Le crédit de 500$, la «moins mauvaise» solution

500$ seront remis aux 6,4 millions d’adultes québécois gagnant moins de 100 000$ par année.
Photo: Paul Chiasson La Presse canadienne 500$ seront remis aux 6,4 millions d’adultes québécois gagnant moins de 100 000$ par année.

Le crédit de 500 $ offert par le gouvernement Legault à 6,4 millions de Québécois aurait probablement dû être plus ciblé et risque effectivement d’aggraver (un peu) la hausse du coût de la vie qu’il est censé venir atténuer, constatent des économistes. Mais il était aussi la « moins mauvaise » solution proposée, et le gouvernement aurait difficilement pu rester les bras croisés.
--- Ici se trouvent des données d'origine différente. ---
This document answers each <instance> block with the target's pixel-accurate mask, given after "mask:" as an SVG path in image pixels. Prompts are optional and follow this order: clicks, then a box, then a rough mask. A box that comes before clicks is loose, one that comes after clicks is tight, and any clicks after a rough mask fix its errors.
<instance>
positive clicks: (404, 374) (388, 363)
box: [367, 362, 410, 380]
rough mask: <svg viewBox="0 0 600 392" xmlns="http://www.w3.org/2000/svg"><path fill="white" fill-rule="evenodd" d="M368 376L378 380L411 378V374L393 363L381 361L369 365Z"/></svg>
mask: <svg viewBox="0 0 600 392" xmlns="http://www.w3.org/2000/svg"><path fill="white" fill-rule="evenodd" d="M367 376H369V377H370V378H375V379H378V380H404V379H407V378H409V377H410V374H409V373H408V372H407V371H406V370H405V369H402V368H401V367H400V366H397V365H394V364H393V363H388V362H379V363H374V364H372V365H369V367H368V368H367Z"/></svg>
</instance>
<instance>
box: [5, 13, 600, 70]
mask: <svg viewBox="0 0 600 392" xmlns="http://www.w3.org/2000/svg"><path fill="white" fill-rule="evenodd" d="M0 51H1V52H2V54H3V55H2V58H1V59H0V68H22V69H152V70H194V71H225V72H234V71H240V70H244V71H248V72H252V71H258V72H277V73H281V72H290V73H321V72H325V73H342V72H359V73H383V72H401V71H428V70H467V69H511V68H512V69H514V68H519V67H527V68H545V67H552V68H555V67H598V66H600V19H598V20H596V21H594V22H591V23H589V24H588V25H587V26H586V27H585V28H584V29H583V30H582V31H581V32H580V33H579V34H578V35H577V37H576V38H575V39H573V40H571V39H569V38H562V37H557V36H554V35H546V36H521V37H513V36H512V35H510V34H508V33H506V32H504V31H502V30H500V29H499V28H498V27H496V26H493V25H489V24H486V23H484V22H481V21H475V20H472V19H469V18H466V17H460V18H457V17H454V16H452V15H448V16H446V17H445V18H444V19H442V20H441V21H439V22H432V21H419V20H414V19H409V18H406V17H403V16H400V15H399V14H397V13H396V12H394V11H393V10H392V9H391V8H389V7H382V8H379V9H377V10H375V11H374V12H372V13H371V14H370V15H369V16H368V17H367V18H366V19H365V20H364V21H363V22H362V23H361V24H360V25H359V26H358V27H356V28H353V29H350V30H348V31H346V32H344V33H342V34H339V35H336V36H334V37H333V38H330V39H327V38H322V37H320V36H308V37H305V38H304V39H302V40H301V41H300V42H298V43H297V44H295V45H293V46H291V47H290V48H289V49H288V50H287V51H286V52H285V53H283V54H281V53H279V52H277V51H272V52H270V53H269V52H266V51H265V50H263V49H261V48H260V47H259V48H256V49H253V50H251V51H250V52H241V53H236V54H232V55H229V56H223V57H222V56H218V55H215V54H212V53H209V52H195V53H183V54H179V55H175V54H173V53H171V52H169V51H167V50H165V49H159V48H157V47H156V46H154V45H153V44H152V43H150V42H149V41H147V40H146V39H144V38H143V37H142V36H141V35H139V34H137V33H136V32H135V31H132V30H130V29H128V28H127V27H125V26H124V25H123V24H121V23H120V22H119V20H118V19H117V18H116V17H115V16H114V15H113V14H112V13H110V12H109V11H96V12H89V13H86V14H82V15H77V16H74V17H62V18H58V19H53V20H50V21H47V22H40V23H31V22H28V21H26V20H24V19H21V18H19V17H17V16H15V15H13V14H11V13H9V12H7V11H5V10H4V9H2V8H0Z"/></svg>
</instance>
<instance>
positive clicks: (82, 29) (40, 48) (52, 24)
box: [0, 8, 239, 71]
« En tant qu’ancien haut fonctionnaire des Finances, je vous dirais qu’il y a certaines choses qui sont inévitables dans la vie, a expliqué en entretien téléphonique au Devoir, mercredi, le président du Comité des politiques publiques de l’Association des économistes québécois, Louis Lévesque. Si vous faites face à une poussée inflationniste, que le gouvernement n’a pas de problème financier immédiat et qu’il est dans un contexte qui le rend plus sensible à l’opinion publique, il sera immanquablement question d’une compensation financière aux citoyens, au moins ponctuelle. »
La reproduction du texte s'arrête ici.